Wniosek posłów Prawa i Sprawiedliwości o wotum nieufności dla ministry klimatu i środowiska Pauliny Hennig-Kloski został odrzucony przez Sejm na czwartkowym głosowaniu. Zdaniem wnioskodawców efektem działań minister miały być podwyżki cen energii dla odbiorców.
Działalność ministry klimatu i środowiska Pauliny Hennig-Kloski krytykowana jest od dawna nie tylko przez PiS, ale też część środowiska aktywistów ekologicznych. Głosy żądające dymisji ministry przewijały się od dłuższego czasu.

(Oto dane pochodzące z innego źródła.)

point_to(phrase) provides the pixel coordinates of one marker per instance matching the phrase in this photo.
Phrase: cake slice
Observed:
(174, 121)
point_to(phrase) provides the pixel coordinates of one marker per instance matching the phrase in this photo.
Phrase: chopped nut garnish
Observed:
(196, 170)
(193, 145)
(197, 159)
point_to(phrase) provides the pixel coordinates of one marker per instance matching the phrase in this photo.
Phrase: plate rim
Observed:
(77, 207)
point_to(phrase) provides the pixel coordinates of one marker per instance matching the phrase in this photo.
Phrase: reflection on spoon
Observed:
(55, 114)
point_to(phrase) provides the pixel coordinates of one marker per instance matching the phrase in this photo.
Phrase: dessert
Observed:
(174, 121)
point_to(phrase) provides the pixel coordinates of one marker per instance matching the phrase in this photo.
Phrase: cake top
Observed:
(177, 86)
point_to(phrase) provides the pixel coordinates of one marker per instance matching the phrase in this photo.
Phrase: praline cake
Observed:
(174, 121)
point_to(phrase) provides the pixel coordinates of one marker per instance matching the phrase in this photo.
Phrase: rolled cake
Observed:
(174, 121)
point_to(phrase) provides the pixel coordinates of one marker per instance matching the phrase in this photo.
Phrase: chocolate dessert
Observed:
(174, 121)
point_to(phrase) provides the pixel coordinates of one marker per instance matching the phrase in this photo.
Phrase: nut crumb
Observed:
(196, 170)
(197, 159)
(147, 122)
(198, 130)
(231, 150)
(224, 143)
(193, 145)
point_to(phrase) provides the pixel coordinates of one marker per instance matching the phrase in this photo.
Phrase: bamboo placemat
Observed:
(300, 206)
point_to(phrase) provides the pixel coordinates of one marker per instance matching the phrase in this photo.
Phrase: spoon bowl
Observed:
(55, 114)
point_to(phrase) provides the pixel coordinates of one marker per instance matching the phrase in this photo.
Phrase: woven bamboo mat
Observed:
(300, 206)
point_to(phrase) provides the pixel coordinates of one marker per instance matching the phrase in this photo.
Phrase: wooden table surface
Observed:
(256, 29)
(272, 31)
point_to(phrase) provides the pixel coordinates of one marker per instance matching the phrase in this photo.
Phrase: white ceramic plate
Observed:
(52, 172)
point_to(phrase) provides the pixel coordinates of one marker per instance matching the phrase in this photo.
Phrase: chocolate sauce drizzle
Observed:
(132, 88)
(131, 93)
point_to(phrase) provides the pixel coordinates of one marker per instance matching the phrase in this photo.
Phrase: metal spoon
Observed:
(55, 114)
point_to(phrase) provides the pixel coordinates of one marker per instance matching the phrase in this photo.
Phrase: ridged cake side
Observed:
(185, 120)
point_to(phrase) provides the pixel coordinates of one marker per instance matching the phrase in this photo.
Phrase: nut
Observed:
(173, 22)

Za wnioskiem o odwołanie Hennig-Kloski zagłosowało 191 posłów, 240 było przeciwko, nikt się nie wstrzymał.
W uzasadnieniu wniosku posłowie PiS napisali m.in., że ministra jest bezpośrednio odpowiedzialna za szereg działań, które mają poskutkować „drastycznymi podwyżkami dla Polaków”. Dotyczyć ma to szczególnie cen energii elektrycznej dla odbiorców indywidualnych, rolników oraz małych przedsiębiorców. Wnioskodawcy przypisywali ministrze także odpowiedzialność za „chaos i opóźnienia związane z przedłużeniem wprowadzonego przez rząd Prawa i Sprawiedliwości zamrożenia cen energii”.

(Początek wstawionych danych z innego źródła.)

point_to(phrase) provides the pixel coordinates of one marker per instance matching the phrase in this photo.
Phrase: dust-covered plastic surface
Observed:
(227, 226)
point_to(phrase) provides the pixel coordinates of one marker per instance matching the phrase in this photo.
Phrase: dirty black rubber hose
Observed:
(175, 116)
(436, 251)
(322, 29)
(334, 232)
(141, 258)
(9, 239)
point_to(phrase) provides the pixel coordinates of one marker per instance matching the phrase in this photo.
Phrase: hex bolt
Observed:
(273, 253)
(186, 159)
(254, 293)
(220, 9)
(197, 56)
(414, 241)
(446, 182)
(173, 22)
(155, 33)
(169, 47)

Posłowie PiS twierdzili także, że „skala chaosu, jaka panuje w obszarze klimatu i środowiska jest nieprawdopodobna”, a wniosek jest „czerwoną kartką” wobec szefowej resortu.
Uzasadniając wotum, poseł Prawa i Sprawiedliwości Waldemar Buda zarzucał ministrze m.in. działania lobbystyczne na rzecz niemieckich firm przy próbie zmiany ustawy odległościowej.
Zdecydowane stanowisko w sprawie odwołania ministry Hennig-Kloski zabrał premier Donald Tusk.
— Sprawa wotum nieufności wobec pani minister jest bardzo podobna w swojej istocie do poprzednich. Jest to demonstracja całkowitej bezradności i braku pomysłu na polską rzeczywistość ze strony opozycji — mówił jeszcze przed głosowaniem.
Wniosek o wotum nieufności dla ministry klimatu i środowiska Pauliny Hennig-Kloski był już kolejnym dla przedstawiciela rządu Donalda Tuska. Wcześniej posłowie PiS wnioskowali o odwołanie szefa MSWiA Marcina Kierwińskiego, ministra sprawiedliwości Adam Bodnara czy ministra kultury Bartłomieja Sienkiewicza.